Was George Washington giving mere lip service to his splendid emphasis on the Glorious Being to whom he said America owed everything? Did the Father of Our Country really intend us to devote a day to God? In my new book, Wow, I’m an American! How to Live Like Our Nation’s Heroic Founders, I document Washington’s profound conviction that Providence or The Invisible Hand was responsible for saving him from failure in the War of Independence and for guiding the whole nation through the successful building of the Republic.
On the same day of October 14 in the year 1863, Abraham Lincoln established Thanksgiving Day as a national holiday in perpetuity. He cited the blessings of the nation and then warned its citizens not to “forget the source from which they come”:
They are the gracious gifts of the Most High God, who, while dealing with us in anger for our sins, hath nevertheless remembered mercy. It has seemed to me fit and proper that they should be solemnly, reverently and gratefully acknowledged as with one heart and one voice by the whole American People. I do therefore invite my fellow citizens … to set apart and observe the last Thursday of November next, as a day of Thanksgiving and Praise to our beneficent Father who dwelleth in the Heavens.
Was Lincoln a hypocrite who would cite God in order to curry votes? Few would think so.
George Washington and Abraham Lincoln are often considered to be our two greatest presidents. Among liberals, Franklin Delano Roosevelt sometimes takes second place after Lincoln with George Washington coming in third.
So what did the creator of the New Deal say about the purpose of Thanksgiving Day? Did he include God in our national celebration? FDR outdid Washington and Lincoln in his affirmation of God by offering a prayer as his Thanksgiving Day Proclamation. On November 9, 1940, FDR prayed with the nation:
Almighty God, who hast given us this good land for our heritage; We humbly beseech Thee that we may always prove ourselves a people mindful of Thy favor and glad to do Thy will. Bless our land with honourable industry, sound learning, and pure manners. Save us from violence, discord, and confusion; from pride and arrogancy, and from every evil way. Defend our liberties, and fashion into one united people the multitudes brought hither out of many kindreds and tongues. … In the time of prosperity, fill our hearts with thankfulness, and in the day of trouble, suffer not our trust in Thee to fail; Amen.

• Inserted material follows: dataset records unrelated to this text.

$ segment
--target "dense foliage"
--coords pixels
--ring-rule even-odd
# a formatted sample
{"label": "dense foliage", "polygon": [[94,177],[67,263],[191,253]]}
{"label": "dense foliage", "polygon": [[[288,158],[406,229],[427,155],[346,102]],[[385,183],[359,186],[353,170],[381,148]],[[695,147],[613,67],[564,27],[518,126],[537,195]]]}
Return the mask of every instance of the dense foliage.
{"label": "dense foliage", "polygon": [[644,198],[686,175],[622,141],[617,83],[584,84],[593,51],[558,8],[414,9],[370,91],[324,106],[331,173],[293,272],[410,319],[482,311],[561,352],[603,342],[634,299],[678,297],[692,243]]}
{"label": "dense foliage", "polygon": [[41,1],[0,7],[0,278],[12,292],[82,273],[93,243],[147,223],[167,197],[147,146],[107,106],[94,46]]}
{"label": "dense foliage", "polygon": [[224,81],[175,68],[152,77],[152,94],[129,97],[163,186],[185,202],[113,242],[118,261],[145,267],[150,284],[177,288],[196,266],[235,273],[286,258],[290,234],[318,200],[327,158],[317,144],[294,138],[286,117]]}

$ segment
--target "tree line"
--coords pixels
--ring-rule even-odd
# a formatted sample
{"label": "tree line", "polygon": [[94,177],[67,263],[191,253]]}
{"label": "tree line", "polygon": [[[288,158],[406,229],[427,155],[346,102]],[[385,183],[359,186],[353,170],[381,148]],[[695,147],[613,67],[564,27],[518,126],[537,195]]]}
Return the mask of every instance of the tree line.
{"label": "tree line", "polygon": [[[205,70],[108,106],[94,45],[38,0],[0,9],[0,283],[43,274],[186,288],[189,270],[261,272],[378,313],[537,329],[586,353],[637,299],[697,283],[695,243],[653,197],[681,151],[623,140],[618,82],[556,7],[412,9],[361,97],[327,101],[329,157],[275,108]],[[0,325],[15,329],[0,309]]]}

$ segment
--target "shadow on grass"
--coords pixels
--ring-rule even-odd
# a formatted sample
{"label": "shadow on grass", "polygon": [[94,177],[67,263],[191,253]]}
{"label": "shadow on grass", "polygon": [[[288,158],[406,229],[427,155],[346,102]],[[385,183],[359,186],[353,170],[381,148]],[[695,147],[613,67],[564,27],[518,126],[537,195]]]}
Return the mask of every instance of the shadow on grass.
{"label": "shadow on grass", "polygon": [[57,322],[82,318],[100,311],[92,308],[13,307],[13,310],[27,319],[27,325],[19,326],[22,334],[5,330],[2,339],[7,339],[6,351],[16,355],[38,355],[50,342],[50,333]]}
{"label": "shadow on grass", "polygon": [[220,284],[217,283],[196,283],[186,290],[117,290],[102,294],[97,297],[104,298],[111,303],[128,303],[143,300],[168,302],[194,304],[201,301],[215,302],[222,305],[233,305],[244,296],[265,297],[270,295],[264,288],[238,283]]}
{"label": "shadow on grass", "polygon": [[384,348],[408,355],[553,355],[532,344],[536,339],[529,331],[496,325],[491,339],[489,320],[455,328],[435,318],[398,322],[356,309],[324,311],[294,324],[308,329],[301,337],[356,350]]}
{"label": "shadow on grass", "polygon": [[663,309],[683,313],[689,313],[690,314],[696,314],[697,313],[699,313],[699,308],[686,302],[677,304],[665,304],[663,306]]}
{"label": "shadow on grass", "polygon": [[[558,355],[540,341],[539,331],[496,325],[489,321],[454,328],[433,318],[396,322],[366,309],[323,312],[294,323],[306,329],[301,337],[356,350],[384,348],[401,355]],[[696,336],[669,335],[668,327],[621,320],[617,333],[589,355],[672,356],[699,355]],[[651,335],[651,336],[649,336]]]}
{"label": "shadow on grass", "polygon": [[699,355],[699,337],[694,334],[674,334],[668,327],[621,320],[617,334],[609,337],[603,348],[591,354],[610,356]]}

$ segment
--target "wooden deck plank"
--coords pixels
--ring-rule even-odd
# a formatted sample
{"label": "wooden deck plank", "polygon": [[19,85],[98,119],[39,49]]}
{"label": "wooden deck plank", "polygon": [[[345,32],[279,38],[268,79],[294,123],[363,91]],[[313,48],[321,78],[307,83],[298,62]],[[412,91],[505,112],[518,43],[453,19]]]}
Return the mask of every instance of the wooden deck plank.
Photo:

Every American is free to celebrate Thanksgiving Day in any and every way possible, from ignoring and ridiculing it to falling asleep on the couch while watching football on television. Many, however, will treat Thanksgiving Day as it was intended by three of our greatest presidents — as a day for expressing gratitude to God for what we have as Americans. For Washington and Lincoln, this meant gratitude for living in a land in which we are, each and every one of us, given the liberty to pursue our own individual lives in a responsible and honorable fashion.